Jason Dupea of Tacoma, one of hundreds of people at the rally, suggested it would be better for lawmakers to eliminate "gun-free" zones or strengthen punishments for those who commit crimes with firearms.
Dupea said he's a longtime supporter of gun rights but only recently began joining rallies. He's optimistic that gun owners can block the restrictions being considered by lawmakers.
"I think there's more momentum with the people for their rights than there is with the government for legislation," Dupea said while carrying his M1 Garand semi-automatic rifle. "Eventually, the government has to capitulate to the will of the people."
State lawmakers have proposed a variety of ways to combat gun violence, including an expansion of background checks and allowing teachers to carry weapons.
Supporters of new restrictions are optimistic that some legislation can pass the Legislature this year as lawmakers respond to the mass killing at an elementary school in Connecticut.

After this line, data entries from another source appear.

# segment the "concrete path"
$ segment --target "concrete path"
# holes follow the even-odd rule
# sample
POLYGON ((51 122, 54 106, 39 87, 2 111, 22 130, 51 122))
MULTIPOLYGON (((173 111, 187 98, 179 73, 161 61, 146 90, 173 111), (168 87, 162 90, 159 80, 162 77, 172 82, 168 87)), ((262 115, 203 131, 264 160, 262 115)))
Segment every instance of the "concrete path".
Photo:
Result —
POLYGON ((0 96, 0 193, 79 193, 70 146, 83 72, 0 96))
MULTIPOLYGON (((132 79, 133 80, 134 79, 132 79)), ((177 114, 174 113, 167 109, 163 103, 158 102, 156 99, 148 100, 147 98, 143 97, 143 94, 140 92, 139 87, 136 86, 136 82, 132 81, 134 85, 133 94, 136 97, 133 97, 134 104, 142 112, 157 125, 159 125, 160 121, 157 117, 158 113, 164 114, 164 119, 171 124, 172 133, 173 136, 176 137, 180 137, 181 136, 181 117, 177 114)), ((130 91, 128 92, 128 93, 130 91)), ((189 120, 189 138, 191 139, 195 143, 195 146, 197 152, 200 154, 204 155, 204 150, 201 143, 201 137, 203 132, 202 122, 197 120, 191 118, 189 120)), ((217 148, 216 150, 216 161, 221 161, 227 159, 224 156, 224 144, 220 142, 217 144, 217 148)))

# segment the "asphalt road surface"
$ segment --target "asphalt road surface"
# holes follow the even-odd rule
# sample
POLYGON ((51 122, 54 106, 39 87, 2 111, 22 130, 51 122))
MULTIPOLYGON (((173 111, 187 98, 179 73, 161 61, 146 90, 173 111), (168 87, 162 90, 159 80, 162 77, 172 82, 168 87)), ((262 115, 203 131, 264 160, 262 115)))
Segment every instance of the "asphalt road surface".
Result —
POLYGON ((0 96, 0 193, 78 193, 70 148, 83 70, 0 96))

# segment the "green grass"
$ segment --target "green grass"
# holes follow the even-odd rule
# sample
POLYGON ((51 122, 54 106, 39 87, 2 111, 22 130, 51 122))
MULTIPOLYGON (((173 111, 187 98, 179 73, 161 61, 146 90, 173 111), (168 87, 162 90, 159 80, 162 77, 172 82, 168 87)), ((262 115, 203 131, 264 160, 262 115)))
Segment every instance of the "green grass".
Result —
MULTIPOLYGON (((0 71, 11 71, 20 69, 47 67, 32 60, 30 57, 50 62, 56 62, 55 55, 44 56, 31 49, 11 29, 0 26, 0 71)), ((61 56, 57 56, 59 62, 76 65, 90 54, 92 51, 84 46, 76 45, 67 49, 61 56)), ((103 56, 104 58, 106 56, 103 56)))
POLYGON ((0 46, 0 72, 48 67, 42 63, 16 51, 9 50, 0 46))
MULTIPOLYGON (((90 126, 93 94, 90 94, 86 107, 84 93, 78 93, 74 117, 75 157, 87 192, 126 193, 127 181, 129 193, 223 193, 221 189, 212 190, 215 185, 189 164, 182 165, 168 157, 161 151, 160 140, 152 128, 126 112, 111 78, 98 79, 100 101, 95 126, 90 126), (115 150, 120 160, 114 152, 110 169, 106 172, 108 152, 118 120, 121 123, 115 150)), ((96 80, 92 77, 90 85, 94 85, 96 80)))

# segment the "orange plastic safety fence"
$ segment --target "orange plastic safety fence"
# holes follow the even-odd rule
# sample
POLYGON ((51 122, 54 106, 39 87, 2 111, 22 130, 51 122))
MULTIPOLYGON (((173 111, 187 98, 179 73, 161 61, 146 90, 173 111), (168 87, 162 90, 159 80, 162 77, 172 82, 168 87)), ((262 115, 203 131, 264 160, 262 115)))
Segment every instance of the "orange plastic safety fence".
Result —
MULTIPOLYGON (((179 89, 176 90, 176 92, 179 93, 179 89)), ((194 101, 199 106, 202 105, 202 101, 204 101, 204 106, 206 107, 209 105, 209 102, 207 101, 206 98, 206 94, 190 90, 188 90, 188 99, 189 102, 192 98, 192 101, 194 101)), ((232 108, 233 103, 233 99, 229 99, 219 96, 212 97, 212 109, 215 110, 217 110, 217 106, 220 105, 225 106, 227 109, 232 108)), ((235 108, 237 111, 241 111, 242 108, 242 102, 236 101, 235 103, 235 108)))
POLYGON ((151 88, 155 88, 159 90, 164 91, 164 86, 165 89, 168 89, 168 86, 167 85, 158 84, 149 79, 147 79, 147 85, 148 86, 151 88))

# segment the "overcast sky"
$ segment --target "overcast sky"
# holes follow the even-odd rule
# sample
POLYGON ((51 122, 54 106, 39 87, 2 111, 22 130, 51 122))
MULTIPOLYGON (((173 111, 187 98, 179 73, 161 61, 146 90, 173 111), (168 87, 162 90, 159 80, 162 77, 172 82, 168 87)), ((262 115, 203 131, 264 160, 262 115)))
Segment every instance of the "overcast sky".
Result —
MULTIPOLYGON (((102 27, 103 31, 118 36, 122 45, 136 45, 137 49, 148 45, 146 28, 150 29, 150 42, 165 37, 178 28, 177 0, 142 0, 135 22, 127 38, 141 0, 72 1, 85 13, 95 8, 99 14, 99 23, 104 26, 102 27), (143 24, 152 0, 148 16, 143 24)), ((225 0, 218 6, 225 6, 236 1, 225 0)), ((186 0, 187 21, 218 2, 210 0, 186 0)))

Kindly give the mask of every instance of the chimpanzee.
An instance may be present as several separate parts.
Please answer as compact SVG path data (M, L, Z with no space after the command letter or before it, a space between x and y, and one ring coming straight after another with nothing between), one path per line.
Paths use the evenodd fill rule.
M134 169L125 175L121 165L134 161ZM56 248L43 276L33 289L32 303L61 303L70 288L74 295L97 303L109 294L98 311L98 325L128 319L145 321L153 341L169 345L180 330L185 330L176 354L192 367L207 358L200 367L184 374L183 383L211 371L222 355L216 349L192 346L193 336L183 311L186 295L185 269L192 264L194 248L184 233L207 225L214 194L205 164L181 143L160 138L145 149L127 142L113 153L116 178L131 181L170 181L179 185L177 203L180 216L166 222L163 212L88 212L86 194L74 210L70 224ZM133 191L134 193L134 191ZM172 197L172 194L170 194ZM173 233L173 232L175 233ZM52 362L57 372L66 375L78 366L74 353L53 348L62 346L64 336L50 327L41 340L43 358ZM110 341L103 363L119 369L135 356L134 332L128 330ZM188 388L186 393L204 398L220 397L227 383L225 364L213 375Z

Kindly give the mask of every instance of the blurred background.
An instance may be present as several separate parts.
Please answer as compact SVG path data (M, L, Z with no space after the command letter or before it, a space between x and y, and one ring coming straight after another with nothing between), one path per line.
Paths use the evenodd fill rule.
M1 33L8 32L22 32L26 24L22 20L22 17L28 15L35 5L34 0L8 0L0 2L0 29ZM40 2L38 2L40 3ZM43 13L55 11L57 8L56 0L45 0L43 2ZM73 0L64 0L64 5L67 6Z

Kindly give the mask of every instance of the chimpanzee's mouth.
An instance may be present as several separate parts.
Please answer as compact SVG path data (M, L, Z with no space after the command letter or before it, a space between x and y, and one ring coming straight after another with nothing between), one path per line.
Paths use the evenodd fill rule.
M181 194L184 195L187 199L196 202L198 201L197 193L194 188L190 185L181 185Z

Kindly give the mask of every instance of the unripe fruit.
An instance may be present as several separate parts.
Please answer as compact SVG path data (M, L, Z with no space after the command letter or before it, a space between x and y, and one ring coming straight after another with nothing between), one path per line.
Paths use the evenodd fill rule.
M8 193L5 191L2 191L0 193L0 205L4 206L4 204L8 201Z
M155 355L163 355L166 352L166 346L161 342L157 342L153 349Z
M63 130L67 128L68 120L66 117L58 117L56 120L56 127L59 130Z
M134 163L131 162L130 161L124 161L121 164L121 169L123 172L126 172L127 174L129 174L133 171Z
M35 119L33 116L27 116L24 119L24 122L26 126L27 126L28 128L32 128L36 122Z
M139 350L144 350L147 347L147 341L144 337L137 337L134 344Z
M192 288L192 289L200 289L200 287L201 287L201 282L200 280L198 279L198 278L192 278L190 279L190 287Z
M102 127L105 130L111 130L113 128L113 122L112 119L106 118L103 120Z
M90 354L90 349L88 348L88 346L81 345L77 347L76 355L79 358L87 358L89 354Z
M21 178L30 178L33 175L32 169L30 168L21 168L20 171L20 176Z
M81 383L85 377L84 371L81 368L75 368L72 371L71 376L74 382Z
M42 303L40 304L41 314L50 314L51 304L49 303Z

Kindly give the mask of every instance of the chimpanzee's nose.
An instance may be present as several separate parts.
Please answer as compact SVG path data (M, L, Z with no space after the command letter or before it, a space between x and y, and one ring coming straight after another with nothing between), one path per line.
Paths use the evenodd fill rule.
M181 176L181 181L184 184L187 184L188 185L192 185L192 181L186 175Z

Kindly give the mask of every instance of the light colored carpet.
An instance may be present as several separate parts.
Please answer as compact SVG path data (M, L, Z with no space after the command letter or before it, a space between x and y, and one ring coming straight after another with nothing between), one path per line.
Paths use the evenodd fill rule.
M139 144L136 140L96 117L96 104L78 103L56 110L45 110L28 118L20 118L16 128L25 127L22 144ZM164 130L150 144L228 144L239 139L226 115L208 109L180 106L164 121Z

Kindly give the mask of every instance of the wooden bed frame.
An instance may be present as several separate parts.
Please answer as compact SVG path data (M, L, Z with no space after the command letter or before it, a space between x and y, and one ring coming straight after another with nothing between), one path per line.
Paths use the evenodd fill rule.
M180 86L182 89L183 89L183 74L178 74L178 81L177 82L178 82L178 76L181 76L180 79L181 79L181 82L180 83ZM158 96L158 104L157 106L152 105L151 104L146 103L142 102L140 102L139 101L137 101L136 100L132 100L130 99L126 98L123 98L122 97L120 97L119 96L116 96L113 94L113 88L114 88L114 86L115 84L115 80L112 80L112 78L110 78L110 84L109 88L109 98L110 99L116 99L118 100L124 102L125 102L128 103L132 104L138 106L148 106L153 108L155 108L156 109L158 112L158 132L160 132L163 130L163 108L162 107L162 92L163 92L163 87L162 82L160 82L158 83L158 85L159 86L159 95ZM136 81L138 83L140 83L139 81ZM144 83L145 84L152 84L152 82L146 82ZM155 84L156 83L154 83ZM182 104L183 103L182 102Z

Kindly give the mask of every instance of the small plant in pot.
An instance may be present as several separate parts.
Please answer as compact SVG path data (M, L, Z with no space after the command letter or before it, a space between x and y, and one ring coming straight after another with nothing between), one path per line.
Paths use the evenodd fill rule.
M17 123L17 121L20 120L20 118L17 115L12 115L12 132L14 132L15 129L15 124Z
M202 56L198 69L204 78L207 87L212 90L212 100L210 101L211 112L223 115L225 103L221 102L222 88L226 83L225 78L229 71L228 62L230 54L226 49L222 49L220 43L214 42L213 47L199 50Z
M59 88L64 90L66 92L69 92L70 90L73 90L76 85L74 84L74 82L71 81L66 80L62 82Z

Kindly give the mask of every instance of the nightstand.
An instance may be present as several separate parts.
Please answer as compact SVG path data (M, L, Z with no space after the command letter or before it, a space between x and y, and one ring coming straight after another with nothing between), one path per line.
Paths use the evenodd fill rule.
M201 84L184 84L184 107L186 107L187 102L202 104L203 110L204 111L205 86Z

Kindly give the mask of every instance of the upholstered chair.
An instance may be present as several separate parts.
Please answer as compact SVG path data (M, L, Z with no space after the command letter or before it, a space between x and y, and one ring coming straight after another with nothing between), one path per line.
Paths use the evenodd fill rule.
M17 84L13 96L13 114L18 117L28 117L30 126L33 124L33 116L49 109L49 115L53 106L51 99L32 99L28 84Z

Gun advocates argued that new restrictions on gun sales and magazine capacities would infringe on Second Amendment rights.
Many speakers at the rally Friday focused on President Barack Obama and federal efforts to control gun violence. Some shouted to impeach Obama and accused him of committing treason.
Sen. Pam Roach, R-Auburn, encouraged people to make their voices heard and remain politically active to defend gun rights. She said afterward that she'd like to see the state focus on mental health issues and make sure people with mental problems are getting treatment.
"These are the ones who commit the crimes," Roach said. "We've done nothing but make it easier for people with mental health issues to walk among us, untreated, and get around firearms."
Roach said mentally ill people don't own firearms but get them from family members or steal them. She encouraged people to make sure their guns are stored with a lock.
Supporters of new gun restrictions have long pushed to background checks to cover all sales, including deals between private parties.
Ralph Fascitelli, president of Washington Ceasefire, said he was encouraged by support of the idea in the Legislature this year, including that of Republican Rep. Mike Hope, a police officer.